Puma is a multi-threaded concurrent HTTP server for Ruby, which Gitlab runs on. It runs the core of the Rails application that provides the user-facing features of Gitlab. Since we’re running it in a smaller environment, we don’t need all the fancy multi-threaded performance enhancements. In fact, we suffer from them more than we benefit from them because Puma’s performance enhancements scale upward, not downward. So we solve this by setting the worker processes to 0, which saves us about half a gig of RAM by itself.
Sidekiq is the background processing daemon. It goes hand-in-hand with Puma, where Puma does the heavy lifting on the front-end, Sidekiq handles the heavy lifting on the back-end. Like Puma, it’s multi-threaded and runs concurrent processes to scale performance upward, but not downward. The default concurrency for Sidekiq is 20. We’re setting this significantly lower around the 5 to 10 mark. Effectively halving the amount of memory that Sidekiq would consume.
Gitaly is a storage service that allows for concurrency in accessing Git-based repositories. For whatever reason, I was not able to get the config changes to work without breaking Gitlab, but the overall idea is the same as Puma and Sidekiq, we reduce concurrency and memory allocation to save memory. If you make these changes and your Gitlab instance breaks or fails to start, just remove them. You’ll still see noticeable RAM usage decreases with the other changes. I don’t have an answer for why this doesn’t work, but I’m guessing it has something to do with Docker.

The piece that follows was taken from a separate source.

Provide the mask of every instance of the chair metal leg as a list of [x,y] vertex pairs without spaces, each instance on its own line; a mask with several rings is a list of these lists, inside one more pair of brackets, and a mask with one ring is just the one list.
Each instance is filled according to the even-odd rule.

As far as Prometheus monitoring, we don’t really need it. It’s a really cool feature that lets you monitor a lot of stuff, but we’re running a small instance and don’t need all of that so we just set monitoring to false. This by itself saves about 200MB of RAM, according to Gitlab’s documentation.
Now the heavy-handed part: configure how Gitlab itself will handle memory. Gitlab is written in Ruby and Go and runs on Rails. Rails is the biggest consumer of memory and uses jemalloc as the memory allocator. Jemalloc preallocates memory in bigger chunks that are held for longer periods with the aim at increasing performance. Which is great in larger instances, and once again, scales upward but not downward. These configurations might result in a slight performance decrease, but if you’re just using it in your homelab and it’s just you using it, you honestly won’t notice a difference.

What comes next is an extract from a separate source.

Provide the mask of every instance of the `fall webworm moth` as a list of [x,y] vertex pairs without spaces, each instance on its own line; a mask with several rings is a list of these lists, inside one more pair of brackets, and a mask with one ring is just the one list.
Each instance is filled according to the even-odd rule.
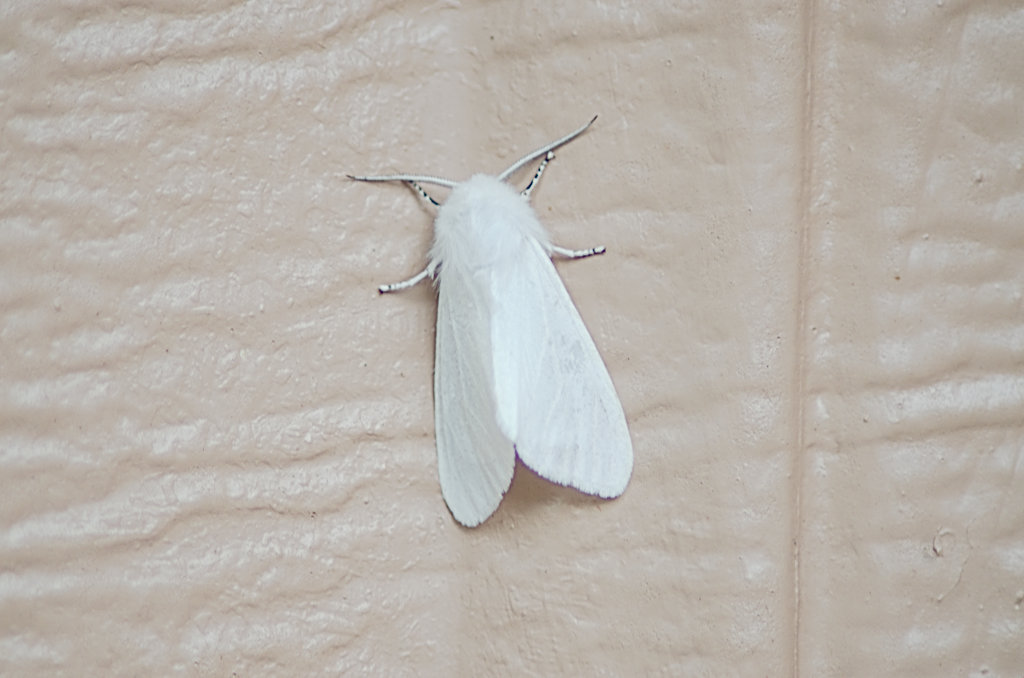
[[[441,493],[472,527],[512,482],[516,453],[539,475],[599,497],[617,497],[633,472],[633,446],[615,387],[551,255],[577,259],[603,247],[552,245],[529,197],[559,146],[597,120],[524,156],[496,177],[463,182],[394,174],[438,206],[427,267],[381,292],[432,278],[438,289],[434,428]],[[505,182],[543,156],[530,184]],[[451,189],[439,204],[421,184]]]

There’s also a few settings to change in the actual interface as well. Go to Admin Area>Settings>Metrics and profiling>Metrics - Prometheus>Disable Prometheus Metrics>Save.
Here’s the full gitlab.rb file:
# configure Puma concurrency
puma['worker_processes'] = 0
# configure Sidekiq concurrency
sidekiq['concurrency'] = 5
# disable Prometheus monitoring
prometheus_monitoring['enable'] = false
# configure Gitlab Rails memory allocation and freeing
gitlab_rails['env'] = {
'MALLOC_CONF' => 'dirty_decay_ms:1000,muzzy_decay_ms:1000'
}
# OPTIONAL - configure concurrency in Gitaly
gitaly['configuration'] = {
concurrency: [
{
'rpc' => "/gitaly.SmartHTTPService/PostReceivePack",
'max_per_repo' => 3,
}, {
'rpc' => "/gitaly.SSHService/SSHUploadPack",
'max_per_repo' => 3,
},
],
cgroups: {
repositories: {
count: 2,
},
mountpoint: '/sys/fs/cgroup',
hierarchy_root: 'gitaly',
memory_bytes: 500000,
cpu_shares: 512,
},
}
# configure Gitaly memory allocation and freeing
gitaly['env'] = {
'MALLOC_CONF' => 'dirty_decay_ms:1000,muzzy_decay_ms:1000',
'GITALY_COMMAND_SPAWN_MAX_PARALLEL' => '2'
}
After you’ve made the changes, depending on how you’re running Gitlab, you’ll need to restart it. In Docker you can just stop/start the container, otherwise run sudo gitlab-ctl reconfigure
to have Gitlab grab the changes.
In my environment I saw about a 40-50% memory decrease by making these changes.
As mentioned earlier, your mileage may vary. Gitlab has an entire documentation area for things like this, so go read those for more tips and tricks. (This is honestly one of the biggest reasons I switched to Gitlab, the documentation is so much better and more refined than Gitea’s. Gitea isn’t bad by any means, it’s just not as mature. And evidently there’s some turmoil going on about its future? Idk.)
Anywho, hope that helped you tame your hungry hungry Gitlab.